When the mysterious was fully subsumed under physics, when spells became statutes—magic itself would die.
Lucian dropped the quill. It rolled across the floorboards. Exhausted, he leaned back, letting his body sink into the velvet armchair like it was a gravestone.
Rowena Ravenclaw had left him only a handful of disjointed puzzle pieces—yet in this moment he had assembled the suffocating whole.
This was never a simple good-versus-evil war.
This was a grand, silent demythologization—or perhaps the wizarding world's own Journey to the West.
Voldemort was the gravedigger of the old magical age, the last living symbol of pure-blood supremacy. Therefore he must be executed.
Dumbledore was the undertaker of that same era—merciful yet ruthless, slowly boiling the frog, assisting the world in administering irrevocable euthanasia to magic, guiding it toward openness and democracy.
And Harry and Hermione? Merely the new era's carefully cultivated janitors—sweeping away lingering anomalies before building a vulgar, safe order where no miracle could ever again take root.
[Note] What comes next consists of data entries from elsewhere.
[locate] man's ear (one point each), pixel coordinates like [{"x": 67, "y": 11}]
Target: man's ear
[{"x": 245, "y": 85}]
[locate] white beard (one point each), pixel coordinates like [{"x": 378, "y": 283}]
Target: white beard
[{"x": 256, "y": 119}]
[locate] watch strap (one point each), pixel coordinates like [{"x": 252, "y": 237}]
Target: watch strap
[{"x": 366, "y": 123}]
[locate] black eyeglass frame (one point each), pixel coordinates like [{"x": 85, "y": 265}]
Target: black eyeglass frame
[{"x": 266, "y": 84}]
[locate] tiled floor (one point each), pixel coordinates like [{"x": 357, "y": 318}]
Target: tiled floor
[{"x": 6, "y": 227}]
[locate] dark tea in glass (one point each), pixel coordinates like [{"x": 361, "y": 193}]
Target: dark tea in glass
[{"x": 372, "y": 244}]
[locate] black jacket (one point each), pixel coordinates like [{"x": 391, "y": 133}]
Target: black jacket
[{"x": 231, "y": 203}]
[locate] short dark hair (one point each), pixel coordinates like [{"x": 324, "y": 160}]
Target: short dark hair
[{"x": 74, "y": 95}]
Outside the window, the night wind of Hogwarts still howled.
To Lucian, it sounded like the last feeble sigh of ancient magic in this world.
"So then… what am I?"
Lucian rose. The velvet chair dragged across stone with a dull scrape. He walked to the tall arched window and looked through frost-rimed glass at the snow-buried world beyond.
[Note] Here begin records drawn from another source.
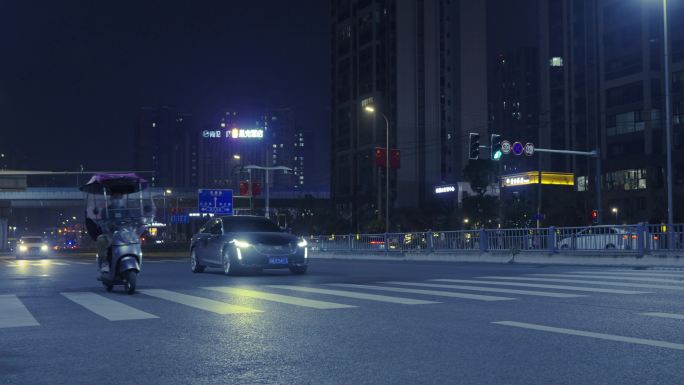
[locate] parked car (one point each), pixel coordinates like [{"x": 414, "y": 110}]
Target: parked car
[
  {"x": 32, "y": 246},
  {"x": 600, "y": 237},
  {"x": 239, "y": 243}
]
Thick clouds pressed down like lead slabs upon the Forbidden Forest's treetops. Above those clouds, Lucian seemed to feel a vast, icy will gazing down—waiting coldly for every actor to take their place, waiting for the plot to slide perfectly into its predetermined groove.
He turned the broken quill into a match with a casual flick.
Hiss.
A small orange-red flame bloomed in the dim common room. He brought it to the corner of the parchment.
Fire devoured the ink greedily. The page curled and blackened. All those startling deductions, all those brutal truths about divinity and mortality, all the unfinished last words even Rowena could not finish—turned to fragile ash in the light.
"What a pity…"
Lucian watched the flakes drift down into the dying embers, voice soft as a sigh.
"I never intended to play the savior."
His blurred reflection stared back from the glass.
"I didn't come here to help you finish the play," he said quietly to the void beyond the window. "I came to flip over the chessboard—and watch the real show."
If an iron curtain really was slowly pressing down from above—if so-called reality was destined to strangle miracle—then what meaning was there in mastering magic? If he could not tear a hole in this damned heaven's mandate, then all of this was nothing but a prisoner's futile struggle.
Rowena's method was doomed from the start… but he was not Rowena. Deep in his soul lay coordinates from another world—a variable that transcended this plane's laws. If Muggle "common sense" could kill magic, then perhaps another system's "truth" could pry open that iron curtain.
Somewhere in the infinite possibilities, he might yet find a new ecological niche for magic in the coming age—or at least preserve this last flicker of miracle.
This Christmas, the whole of Hogwarts basked in the scent of roast turkey and the pop of Christmas crackers.
No one knew—no one would have believed—that behind one frost-laced window in the castle, an eleven-year-old Ravenclaw had just taken up the wand Rowena Ravenclaw was forced to lay down a thousand years before.